You can see that Item_ID( 004 ) Is_Part_Of( 002 ) and that Item_ID( 002 ) Is_Part_Of( 001 ). You can also see that Item_ID( 001 ) isn't a part of anything because it has a "null" value.

Using 'recursion', you can fairly efficiently look through the table to figure out what all of the completed products are and how each part fits into a completed product. It's a reasonably well structured table that handles both completed products and component parts, and it tells how they relate to each other. If Part_ID is an integer, the number of possible parts and products gets into billions.

Products can have many sub-assemblies. With a little more complexity, sub-assemblies could be associated with multiple products. Further, you can go from a completed product down to each part, or you can look at a single part and work all the way up to find what product it goes into.

Once you have a procedure that can find a part of a product, you can then call that same procedure to find sub-parts of that part. It just depends on what Item_ID you pass to the procedure. The procedure might simply call itself again and again until it reaches the last link in any chain of Item_IDs.

One example chain is 001->002->004. And since there are no rows that have Is_Part_Of( 004 ), you know that Part_ID( 004 ) is the last link. A second example chain would be 001->003->009.

It's technically possible to follow such chains iteratively or recursively. If you do it iteratively, you need to create structures that keep track of all parts along each chain until you reach the end. When there might be hundreds of links in a single chain, it can be difficult to keep track of it all.
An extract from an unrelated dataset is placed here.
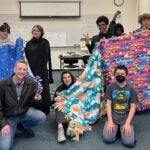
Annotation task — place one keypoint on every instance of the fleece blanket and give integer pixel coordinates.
(132, 50)
(9, 54)
(81, 102)
(84, 100)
With recursion, you often only need to keep track of the single Part_ID and any one sub-part that your procedure finds it any level. The programming language itself can do much of the work of keeping track for you.

Although I used a physical product table for this example, other examples can be similar. You might want to display a site map for some web site that shows the structure of how pages link to each other. Or you might need to see how all modules in an application call each other. Or you might want to display a map of a directory structure on a server. All of those and many others will usually be done using recursive procedures. Any of those can have very deep structures with hundreds or thousands of branches.

Recursion can simplify, but it might also be less efficient. There is overhead needed in managing the memory that gets used up as a procedure is called over and over. An issue for a developer is deciding if that overhead is small enough to make up for the difference in complexity of code. Often that question comes down to maintainability. A future developer looking at your code might simply be unable to make sense of the extra coding an iterative process can require.

It probably won't take long for any developer to learn that recursion is very often the best choice between the two and to recognize when it's appropriate.
0
 
phoffricCommented:
@friends,
In general, to avoid wasting our time, we should try to avoid discussing unrelated topics not asked in the OP which was simply about a program crashing. There were three separate topics in this question, and we all spent a bit of time handling them. Now, since one of the topics is a duplicate of another question, and because we have addressed this additional question, the mod is deleting the entire question, since duplicate questions are not allowed by the same author. (There probably are duplicate questions by different authors over the span of a decade; but that is a different category.)

I actually provided a solution to the OP that the author acknowledged as working, but he did not close the question at that point once the solution was found. As a result, the posts I did will be deleted along with other posts, and others looking for a similar solution in the future will not find this question in the PAQ. Seems like everyone in EE loses when we do not adhere to the EE policies.